My resources are good, I was just asking in general to get some general knowledge! Indeed I was thinking the RAM would be the resource most at risk. In my case I'm sorta ok, as I said - 8gb DDR3 PC3-10600, quad Intel Core i7-2670QM, Samsung 850 Pro 256GB SSD where the OS's are and a 1tb HDD for storing stuff [yep, got 2 drive slots :)], a discrete AMD Radeon HD 6770M and an on-board Intel® HD Graphics 3000 [I never use the AMD GPU cos it simply overheats my HP Pavilion dv7-6b76eo and just stay on the Intel one cos it's good nuff]!
 


So when I set up a new OS as a VM (in my case my host is 7 and the VM I'm trying to setup is Mint) how should I split the RAM - in half or in favour of any one of the 2 os's?

Does Oracle's VirtualBox not allow 64-bit VM installs because of disabled 'Hardware VT' in BIOS? Seems to be the case. Before I enabled it, it didn't even allow me to select a 64-bit install. After I enabled it the list got populated to now be able to select 64-bit setups as well. Nice! :)
 
it will ask when you are setting up the resources how much RAM to dedicate to the machine.
I personally find that a core and 2GB of ram will run most anything, 7/8/10 you will want 2 cores and more ram (3-4GB) per VM.

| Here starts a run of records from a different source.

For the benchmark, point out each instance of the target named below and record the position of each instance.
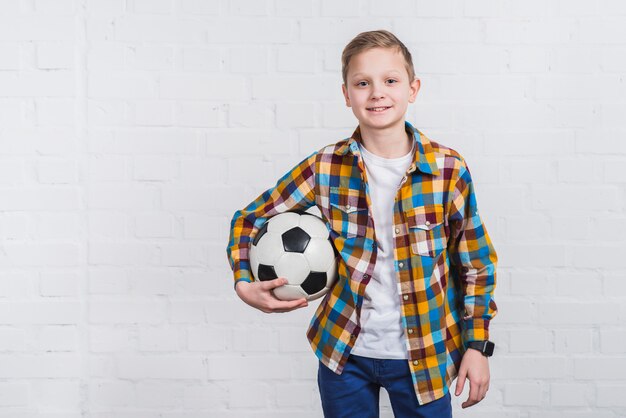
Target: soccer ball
(295, 246)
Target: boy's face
(378, 88)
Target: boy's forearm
(475, 258)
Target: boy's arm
(295, 190)
(472, 254)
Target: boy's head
(379, 80)
(375, 39)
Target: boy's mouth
(378, 109)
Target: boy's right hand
(259, 295)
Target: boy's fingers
(285, 306)
(272, 284)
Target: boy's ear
(414, 87)
(344, 90)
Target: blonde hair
(373, 39)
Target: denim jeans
(355, 393)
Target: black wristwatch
(486, 347)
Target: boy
(416, 266)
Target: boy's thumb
(272, 284)
(460, 382)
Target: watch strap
(485, 347)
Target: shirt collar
(423, 159)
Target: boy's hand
(475, 367)
(259, 295)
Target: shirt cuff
(241, 272)
(475, 329)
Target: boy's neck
(387, 143)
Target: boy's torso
(430, 300)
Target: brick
(199, 87)
(9, 56)
(295, 395)
(296, 115)
(37, 84)
(137, 28)
(289, 8)
(571, 394)
(304, 88)
(594, 368)
(530, 341)
(343, 9)
(55, 55)
(109, 339)
(159, 339)
(159, 394)
(155, 168)
(580, 313)
(253, 367)
(150, 281)
(201, 7)
(47, 365)
(523, 394)
(154, 225)
(121, 85)
(55, 112)
(14, 394)
(583, 286)
(59, 283)
(37, 28)
(611, 395)
(249, 7)
(535, 367)
(160, 367)
(59, 394)
(297, 59)
(151, 6)
(126, 310)
(150, 57)
(612, 340)
(112, 393)
(57, 171)
(579, 340)
(197, 114)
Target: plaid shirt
(445, 262)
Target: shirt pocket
(348, 211)
(426, 230)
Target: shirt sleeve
(474, 258)
(293, 191)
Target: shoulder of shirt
(443, 151)
(440, 150)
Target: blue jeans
(355, 393)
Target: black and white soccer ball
(295, 246)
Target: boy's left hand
(475, 367)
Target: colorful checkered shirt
(445, 262)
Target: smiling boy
(411, 309)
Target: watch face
(489, 348)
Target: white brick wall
(131, 130)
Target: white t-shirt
(382, 333)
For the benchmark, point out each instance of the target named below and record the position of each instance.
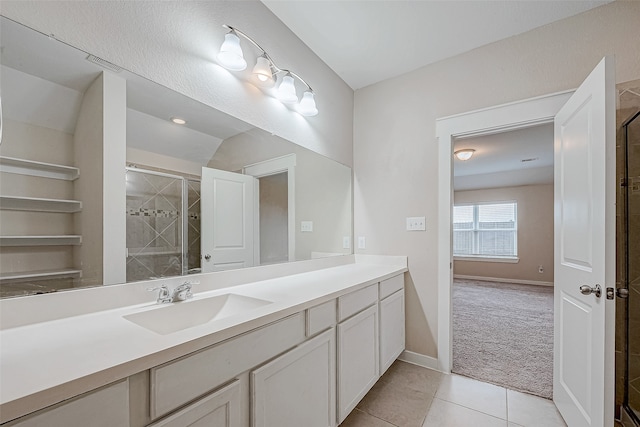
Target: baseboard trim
(500, 279)
(419, 359)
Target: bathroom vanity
(298, 349)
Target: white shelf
(39, 205)
(32, 168)
(40, 240)
(40, 274)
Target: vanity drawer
(391, 285)
(352, 303)
(321, 317)
(176, 383)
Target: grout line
(381, 419)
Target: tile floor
(411, 396)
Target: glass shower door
(154, 225)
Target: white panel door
(227, 220)
(584, 241)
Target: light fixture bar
(277, 70)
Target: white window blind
(489, 229)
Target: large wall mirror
(214, 193)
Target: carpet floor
(503, 334)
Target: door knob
(588, 290)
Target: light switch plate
(416, 223)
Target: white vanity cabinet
(105, 407)
(357, 331)
(298, 388)
(183, 380)
(392, 321)
(221, 408)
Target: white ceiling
(367, 41)
(498, 159)
(53, 76)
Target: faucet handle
(163, 295)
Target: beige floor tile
(483, 397)
(396, 404)
(532, 411)
(414, 377)
(447, 414)
(360, 419)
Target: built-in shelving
(33, 168)
(39, 205)
(40, 240)
(40, 274)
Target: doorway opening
(502, 301)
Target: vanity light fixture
(464, 154)
(265, 72)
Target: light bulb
(287, 90)
(262, 71)
(464, 154)
(307, 105)
(230, 55)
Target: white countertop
(47, 362)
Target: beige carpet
(503, 334)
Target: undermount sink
(169, 318)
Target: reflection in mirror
(82, 135)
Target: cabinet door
(298, 388)
(106, 407)
(218, 409)
(391, 329)
(357, 359)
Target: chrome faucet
(164, 295)
(182, 292)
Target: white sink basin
(169, 318)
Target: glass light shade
(230, 55)
(262, 71)
(307, 105)
(287, 90)
(464, 154)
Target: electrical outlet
(416, 223)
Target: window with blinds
(488, 229)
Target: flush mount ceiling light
(464, 154)
(265, 72)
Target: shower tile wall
(629, 105)
(193, 226)
(154, 226)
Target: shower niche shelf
(39, 205)
(33, 168)
(63, 240)
(40, 274)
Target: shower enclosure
(628, 322)
(163, 225)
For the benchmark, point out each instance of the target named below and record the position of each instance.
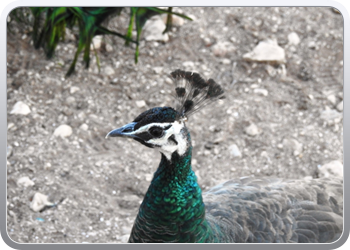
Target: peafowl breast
(242, 210)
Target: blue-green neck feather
(173, 209)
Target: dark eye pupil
(156, 131)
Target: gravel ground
(278, 119)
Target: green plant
(49, 25)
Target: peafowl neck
(172, 209)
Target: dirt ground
(101, 182)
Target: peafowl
(244, 210)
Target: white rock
(158, 70)
(333, 168)
(109, 48)
(226, 61)
(252, 130)
(271, 70)
(73, 89)
(263, 92)
(266, 51)
(188, 64)
(70, 100)
(25, 182)
(141, 104)
(96, 42)
(234, 151)
(312, 45)
(293, 38)
(109, 71)
(340, 106)
(39, 202)
(175, 20)
(63, 131)
(222, 48)
(124, 238)
(153, 30)
(290, 144)
(332, 99)
(84, 127)
(331, 116)
(126, 230)
(20, 108)
(149, 177)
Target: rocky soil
(282, 115)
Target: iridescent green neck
(172, 210)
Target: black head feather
(193, 92)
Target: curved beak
(125, 131)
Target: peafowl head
(164, 127)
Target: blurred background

Hardware VT relies on the Processor to support hardware virtualization. your i7 should be well supported. you may need to enable the feature in the BIOS as it can be disabled.
 


'a core and 2GB of ram will run most anything' and '7/8/10 you will want 2 cores and more ram (3-4GB) per VM' sorta confused me as they are somehow different opinions, but trial and error will lead to the right selection. Still, thanks for your input. It is appreciated a lot :)
 


sorry let me clarify, a core and 2 GB will run almost anything (linux,XP,Vista,95,98,NT) even OS's like 7/8/10 etc it will run, but run slowly and so you will want more resources and I have found that 2 cores for the OS's mentioned will perform without too much waiting around.